Singer/songwriter Sara Bareilles has crafted a collection of songs that are equal parts catchy and enchanting, giving life to the various characters and diving into Jenna’s vivid imagination with a captivating surrealistic bent that’s brought to life with clever and effective set (Scott Pask) and lighting (Ken Billington) design. But it’s the pipes on the cast – especially the three leading ladies – that makes this almost three hour show fly by. All the conversations I overheard during intermission and after the show were about how impressive the show (and specifically the cast) was.
And it is a show that does a lot: it makes you unabashedly root for a complicated but endearing protagonist, reminds you how important your relationships are and encourages you to appreciate the sweet things in life, both big and small, without getting overly pretentious about it. At one point Jenna asks her boss at the diner, Cal (Jake Mills), if he’s happy and he replies, simply, “Happy enough.”

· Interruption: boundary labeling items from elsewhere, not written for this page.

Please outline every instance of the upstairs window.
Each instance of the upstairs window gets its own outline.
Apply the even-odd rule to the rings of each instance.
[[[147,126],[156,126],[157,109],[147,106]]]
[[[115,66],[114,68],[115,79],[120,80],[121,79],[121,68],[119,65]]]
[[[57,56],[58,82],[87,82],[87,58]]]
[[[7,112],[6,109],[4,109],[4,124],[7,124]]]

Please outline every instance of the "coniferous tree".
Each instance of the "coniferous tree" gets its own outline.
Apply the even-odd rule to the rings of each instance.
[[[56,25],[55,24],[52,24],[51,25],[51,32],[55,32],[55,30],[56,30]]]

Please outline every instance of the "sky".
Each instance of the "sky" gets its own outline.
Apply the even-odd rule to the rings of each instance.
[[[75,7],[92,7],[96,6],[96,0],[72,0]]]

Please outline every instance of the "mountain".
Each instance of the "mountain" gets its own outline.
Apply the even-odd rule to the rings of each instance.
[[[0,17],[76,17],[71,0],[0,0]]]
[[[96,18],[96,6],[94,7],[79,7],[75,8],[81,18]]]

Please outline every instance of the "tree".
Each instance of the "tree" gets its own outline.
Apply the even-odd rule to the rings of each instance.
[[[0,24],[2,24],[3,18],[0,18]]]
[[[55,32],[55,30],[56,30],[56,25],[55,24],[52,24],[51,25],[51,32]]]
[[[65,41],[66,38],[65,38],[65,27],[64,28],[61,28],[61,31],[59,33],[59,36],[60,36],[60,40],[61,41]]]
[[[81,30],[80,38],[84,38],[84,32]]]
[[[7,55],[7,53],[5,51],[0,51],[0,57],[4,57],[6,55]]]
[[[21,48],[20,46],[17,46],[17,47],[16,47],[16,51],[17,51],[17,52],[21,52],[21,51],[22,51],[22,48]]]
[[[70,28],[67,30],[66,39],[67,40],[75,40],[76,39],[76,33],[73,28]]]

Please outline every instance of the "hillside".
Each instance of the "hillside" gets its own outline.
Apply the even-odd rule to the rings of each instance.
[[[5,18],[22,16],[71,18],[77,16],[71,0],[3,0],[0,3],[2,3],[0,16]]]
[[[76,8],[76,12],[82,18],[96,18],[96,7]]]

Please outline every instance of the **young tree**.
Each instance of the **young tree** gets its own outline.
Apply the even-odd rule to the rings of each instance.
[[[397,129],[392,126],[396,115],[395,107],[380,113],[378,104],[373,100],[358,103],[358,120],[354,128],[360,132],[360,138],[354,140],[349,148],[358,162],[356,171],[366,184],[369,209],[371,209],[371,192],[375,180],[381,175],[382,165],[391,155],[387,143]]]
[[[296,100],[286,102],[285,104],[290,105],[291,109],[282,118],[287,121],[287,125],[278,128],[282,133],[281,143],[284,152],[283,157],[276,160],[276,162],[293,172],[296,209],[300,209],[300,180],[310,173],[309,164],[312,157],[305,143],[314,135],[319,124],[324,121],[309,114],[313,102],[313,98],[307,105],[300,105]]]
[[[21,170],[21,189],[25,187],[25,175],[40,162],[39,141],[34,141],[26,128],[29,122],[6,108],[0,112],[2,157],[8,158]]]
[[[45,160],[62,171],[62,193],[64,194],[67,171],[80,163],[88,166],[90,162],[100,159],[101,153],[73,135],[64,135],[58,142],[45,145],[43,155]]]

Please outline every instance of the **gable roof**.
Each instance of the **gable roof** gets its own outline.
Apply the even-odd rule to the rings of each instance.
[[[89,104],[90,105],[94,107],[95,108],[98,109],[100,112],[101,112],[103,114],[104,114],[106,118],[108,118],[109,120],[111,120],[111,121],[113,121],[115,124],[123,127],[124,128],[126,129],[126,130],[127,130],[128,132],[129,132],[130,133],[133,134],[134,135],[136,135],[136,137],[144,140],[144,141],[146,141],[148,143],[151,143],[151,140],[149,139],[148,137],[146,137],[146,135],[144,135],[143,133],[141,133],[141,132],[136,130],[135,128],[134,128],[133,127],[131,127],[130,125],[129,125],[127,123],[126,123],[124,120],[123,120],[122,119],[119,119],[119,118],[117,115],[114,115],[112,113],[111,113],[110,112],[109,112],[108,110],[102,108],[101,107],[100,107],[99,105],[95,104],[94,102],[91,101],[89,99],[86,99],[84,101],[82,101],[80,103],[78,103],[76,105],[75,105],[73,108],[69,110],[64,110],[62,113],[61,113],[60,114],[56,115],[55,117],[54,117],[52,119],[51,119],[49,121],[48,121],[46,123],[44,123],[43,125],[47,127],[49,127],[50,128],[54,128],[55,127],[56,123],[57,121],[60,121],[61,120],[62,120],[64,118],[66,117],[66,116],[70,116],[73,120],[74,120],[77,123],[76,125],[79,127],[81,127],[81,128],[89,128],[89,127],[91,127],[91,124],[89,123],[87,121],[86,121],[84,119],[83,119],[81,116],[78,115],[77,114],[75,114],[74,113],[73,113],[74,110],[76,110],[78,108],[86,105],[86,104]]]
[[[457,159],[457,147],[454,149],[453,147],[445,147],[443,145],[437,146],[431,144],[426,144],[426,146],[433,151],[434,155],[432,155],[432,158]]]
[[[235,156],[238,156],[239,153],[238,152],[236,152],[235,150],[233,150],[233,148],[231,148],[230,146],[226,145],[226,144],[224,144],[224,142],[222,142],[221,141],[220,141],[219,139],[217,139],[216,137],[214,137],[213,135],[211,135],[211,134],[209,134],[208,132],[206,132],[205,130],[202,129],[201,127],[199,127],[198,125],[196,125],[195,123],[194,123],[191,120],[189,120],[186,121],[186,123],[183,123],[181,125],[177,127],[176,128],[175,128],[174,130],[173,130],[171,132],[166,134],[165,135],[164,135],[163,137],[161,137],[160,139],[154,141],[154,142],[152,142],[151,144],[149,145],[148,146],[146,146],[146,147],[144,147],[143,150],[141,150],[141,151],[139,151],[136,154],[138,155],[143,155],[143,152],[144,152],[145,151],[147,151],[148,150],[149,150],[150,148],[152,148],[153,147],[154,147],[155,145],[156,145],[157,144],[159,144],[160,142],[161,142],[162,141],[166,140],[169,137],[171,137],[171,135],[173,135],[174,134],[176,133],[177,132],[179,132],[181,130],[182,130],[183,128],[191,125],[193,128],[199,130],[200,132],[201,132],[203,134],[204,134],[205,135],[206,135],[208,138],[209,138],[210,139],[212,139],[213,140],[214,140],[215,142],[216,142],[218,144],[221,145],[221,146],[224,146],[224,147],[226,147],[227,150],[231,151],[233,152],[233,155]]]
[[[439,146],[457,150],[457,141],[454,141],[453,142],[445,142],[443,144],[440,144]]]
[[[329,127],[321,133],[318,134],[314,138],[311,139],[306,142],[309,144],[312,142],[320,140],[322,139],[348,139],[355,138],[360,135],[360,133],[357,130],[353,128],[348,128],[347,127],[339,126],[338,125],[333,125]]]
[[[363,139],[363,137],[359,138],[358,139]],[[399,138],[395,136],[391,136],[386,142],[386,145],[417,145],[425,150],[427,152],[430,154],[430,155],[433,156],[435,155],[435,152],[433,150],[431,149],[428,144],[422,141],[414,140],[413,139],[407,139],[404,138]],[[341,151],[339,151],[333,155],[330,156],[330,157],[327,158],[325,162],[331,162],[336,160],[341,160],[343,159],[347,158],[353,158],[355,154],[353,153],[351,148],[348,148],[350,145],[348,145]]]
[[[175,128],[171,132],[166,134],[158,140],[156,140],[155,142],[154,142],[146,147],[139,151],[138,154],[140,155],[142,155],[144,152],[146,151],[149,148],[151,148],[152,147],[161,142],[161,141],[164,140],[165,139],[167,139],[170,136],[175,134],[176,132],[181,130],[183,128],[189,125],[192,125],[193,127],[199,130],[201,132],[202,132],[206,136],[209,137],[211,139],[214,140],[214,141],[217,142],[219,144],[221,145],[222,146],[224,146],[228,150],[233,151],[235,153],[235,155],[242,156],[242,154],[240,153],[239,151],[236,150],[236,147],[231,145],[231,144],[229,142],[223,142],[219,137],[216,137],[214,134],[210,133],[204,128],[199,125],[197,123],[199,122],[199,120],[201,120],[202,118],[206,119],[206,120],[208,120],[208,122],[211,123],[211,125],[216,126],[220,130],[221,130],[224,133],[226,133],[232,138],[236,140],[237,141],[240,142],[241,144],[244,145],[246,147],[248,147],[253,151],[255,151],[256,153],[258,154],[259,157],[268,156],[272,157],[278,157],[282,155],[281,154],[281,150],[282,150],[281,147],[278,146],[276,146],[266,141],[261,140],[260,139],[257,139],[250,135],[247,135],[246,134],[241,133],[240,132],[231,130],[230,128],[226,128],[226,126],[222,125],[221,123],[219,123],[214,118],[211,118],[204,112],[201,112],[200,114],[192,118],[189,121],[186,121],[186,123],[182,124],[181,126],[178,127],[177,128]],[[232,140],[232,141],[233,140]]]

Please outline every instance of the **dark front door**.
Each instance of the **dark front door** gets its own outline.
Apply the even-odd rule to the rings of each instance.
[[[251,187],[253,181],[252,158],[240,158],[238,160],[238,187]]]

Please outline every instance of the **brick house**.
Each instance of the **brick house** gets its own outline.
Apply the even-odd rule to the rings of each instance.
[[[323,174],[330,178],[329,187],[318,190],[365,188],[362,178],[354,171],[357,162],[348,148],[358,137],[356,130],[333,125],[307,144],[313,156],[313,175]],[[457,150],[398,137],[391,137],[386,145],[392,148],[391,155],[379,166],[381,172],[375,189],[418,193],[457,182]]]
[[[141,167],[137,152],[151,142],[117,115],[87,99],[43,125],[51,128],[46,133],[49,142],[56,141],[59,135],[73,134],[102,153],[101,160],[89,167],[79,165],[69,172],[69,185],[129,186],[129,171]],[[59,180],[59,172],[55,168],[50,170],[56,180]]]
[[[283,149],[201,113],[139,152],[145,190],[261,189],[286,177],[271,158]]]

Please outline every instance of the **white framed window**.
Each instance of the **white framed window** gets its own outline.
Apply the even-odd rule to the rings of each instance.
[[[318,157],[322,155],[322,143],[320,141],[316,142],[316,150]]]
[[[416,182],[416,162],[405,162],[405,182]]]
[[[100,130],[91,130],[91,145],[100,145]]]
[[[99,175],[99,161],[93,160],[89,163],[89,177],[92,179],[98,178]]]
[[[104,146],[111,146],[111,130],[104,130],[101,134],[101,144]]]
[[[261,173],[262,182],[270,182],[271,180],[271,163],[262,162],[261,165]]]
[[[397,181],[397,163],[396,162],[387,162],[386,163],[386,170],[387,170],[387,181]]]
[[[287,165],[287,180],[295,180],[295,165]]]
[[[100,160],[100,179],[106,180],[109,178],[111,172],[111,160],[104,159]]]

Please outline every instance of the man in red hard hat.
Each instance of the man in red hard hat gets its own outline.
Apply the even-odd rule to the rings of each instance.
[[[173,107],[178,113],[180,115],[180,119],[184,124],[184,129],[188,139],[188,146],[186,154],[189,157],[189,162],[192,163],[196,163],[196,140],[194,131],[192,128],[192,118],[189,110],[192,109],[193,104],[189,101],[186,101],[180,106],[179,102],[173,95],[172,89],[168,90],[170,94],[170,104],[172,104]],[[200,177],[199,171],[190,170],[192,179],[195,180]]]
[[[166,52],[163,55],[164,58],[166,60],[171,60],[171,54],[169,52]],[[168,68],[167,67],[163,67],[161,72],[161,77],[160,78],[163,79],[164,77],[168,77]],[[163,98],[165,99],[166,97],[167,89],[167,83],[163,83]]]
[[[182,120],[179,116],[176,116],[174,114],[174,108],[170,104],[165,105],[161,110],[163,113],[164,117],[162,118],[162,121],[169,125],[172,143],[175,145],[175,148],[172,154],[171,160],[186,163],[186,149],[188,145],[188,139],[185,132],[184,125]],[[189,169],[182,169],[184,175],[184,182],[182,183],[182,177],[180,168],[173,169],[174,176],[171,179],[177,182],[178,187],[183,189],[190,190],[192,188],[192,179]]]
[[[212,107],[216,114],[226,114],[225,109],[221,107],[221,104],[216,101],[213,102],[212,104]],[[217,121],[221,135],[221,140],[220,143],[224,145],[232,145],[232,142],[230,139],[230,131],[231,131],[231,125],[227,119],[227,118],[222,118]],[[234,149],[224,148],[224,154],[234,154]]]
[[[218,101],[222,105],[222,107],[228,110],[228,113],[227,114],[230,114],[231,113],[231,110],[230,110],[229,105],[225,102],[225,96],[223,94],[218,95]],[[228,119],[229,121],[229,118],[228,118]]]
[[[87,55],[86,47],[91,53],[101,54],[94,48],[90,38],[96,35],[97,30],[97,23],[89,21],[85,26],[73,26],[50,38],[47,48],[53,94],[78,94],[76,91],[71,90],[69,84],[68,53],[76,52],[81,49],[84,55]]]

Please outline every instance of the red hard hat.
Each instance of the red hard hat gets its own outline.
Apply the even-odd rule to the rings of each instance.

Tuesday night the audience was happy enough with the show that they were quick to jump to their feet for a standing ovation that lasted throughout the entire curtain call and crescendoed when Ayon took the stage for her bow. Streaming out of the theater and into the parking garage on a hot May night, I’d say most of the audience was more than happy enough with at least one aspect of their lives: how they spent their Tuesday night.
Zach Freeman is a freelance culture writer living in DFW.